‘Audience Extension Gives Top Publishers a Much-Needed Lifeline’, by Ian Monaghan, Head of Advertising Operations, TubeMogul
The resounding success of Netflix and Kevin Spacey’s online-only series, House of Cards, has been heralded as precedent-setting by expanding the reach, exclusivity and cachet of content streamed online. This is part of a broader trend, as users are voting with their feet where it comes to watching on-demand services, as opposed to making sure they are on the sofa on time for their favourite show, at the original air time. YouGov released findings in 2012 that found that 41% of 18-24 year old viewers in the UK are more likely to watch VoD than linear TV services, a number that advertisers are more than 41% likely to be taking notice of!
Although advertising budgets are following viewers online, many publishers are, paradoxically, struggling. Why? The bulk of video ad spending is tied up in direct deals with a few top publishers, who do not have enough video inventory to meet demand. Meanwhile, viewing patterns are as diverse and spread out as the web itself, with viewers watching everywhere from YouTube, to a broadcaster’s site, to niche blogs.
The result is less revenue for all involved. At top-tier publishers, sales executives complain that they do not have enough video to sell, and that there is no money in display (indeed, CPMs for display ads are declining in real terms, to £0.69 in 2013 according to TubeMogul data, while CPMs for video ads are increasing). Others do not meet demand but have huge, loyal audiences.
Programmatic buying offers a way out, allowing top-tier publishers to sell existing advertisers on an ‘extended audience’, retargeting their viewers around the web and serving them relevant ads. For instance, if an advertiser offers up £50,000 to buy video ad space, but the publisher only has £30,000 worth of impressions, rather than leaving the extra money on the table, publishers can offer advertisers the option of reaching the exact same viewers on other sites, complete with standardised reporting on the results.
As with any online or offline transaction, the target customer or viewer doesn’t cease to exist, they just move. Although this ability – driven by cookie-laden browsers and retargeting – has existed for a long time, it is still relatively nascent in video, especially among publishers.
Within online video, the margins are high – advertisers will pay a publisher seven times more to deliver a pre-roll video ad than they would to deliver a conventional display ad. It is, therefore, attractive for publishers to be able to offer up ever more pre-roll inventory, if what’s available on their site falls short of demand.

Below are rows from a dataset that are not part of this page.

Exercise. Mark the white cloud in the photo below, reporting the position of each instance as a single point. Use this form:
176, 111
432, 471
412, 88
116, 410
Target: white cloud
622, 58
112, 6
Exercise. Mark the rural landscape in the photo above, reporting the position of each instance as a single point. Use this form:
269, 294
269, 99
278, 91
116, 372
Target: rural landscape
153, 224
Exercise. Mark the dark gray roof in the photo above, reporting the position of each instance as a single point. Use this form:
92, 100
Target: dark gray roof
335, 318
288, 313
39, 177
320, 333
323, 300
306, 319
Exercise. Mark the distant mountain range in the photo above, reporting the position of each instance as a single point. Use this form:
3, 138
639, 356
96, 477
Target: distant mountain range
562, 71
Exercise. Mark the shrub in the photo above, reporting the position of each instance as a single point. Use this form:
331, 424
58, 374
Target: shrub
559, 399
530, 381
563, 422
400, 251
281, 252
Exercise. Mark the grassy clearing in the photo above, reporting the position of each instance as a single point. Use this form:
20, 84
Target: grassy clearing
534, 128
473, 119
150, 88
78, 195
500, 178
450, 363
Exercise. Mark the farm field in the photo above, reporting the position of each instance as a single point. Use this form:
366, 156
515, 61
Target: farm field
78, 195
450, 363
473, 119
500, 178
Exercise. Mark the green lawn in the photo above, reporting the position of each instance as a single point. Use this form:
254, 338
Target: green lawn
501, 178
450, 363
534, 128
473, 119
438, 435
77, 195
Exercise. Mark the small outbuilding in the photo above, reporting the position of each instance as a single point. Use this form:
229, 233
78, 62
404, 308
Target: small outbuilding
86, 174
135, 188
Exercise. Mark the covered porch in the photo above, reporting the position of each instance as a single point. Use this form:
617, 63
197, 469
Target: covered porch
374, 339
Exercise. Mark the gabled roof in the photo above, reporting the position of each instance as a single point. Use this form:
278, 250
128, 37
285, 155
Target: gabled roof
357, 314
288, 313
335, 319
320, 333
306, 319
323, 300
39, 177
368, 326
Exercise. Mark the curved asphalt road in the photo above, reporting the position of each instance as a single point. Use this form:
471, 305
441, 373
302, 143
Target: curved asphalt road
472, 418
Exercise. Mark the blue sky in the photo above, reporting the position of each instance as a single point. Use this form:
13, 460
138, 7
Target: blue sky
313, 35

For publishers, the mechanics are fairly simple. On every video stream, a publisher fires a small line of code (a pixel) – usually powered by a data management company or a buying platform – and uses the resulting segments to retarget and buy ads across video ad exchanges. As a campaign proceeds, publishers can easily report on the results to advertisers in a transparent way, with real-time statistics on cost, completion rates, viewer message recall and much more.
If an audience sale is integrated into a platform that evangelises full transparency and accountability for where an ad is placed, the advertiser will still be able to pinpoint where they do or don’t want their ads to be shown to make sure their message is still being placed in the ‘right’ areas of the web for the brand.
To advertisers long-accustomed to using content quality as a proxy for audience demographics and engagement, this is likely a familiar proposition taking on a new form. Judging by the numbers of publishers jumping on the audience segment-buying bandwagon, this trend has staying power.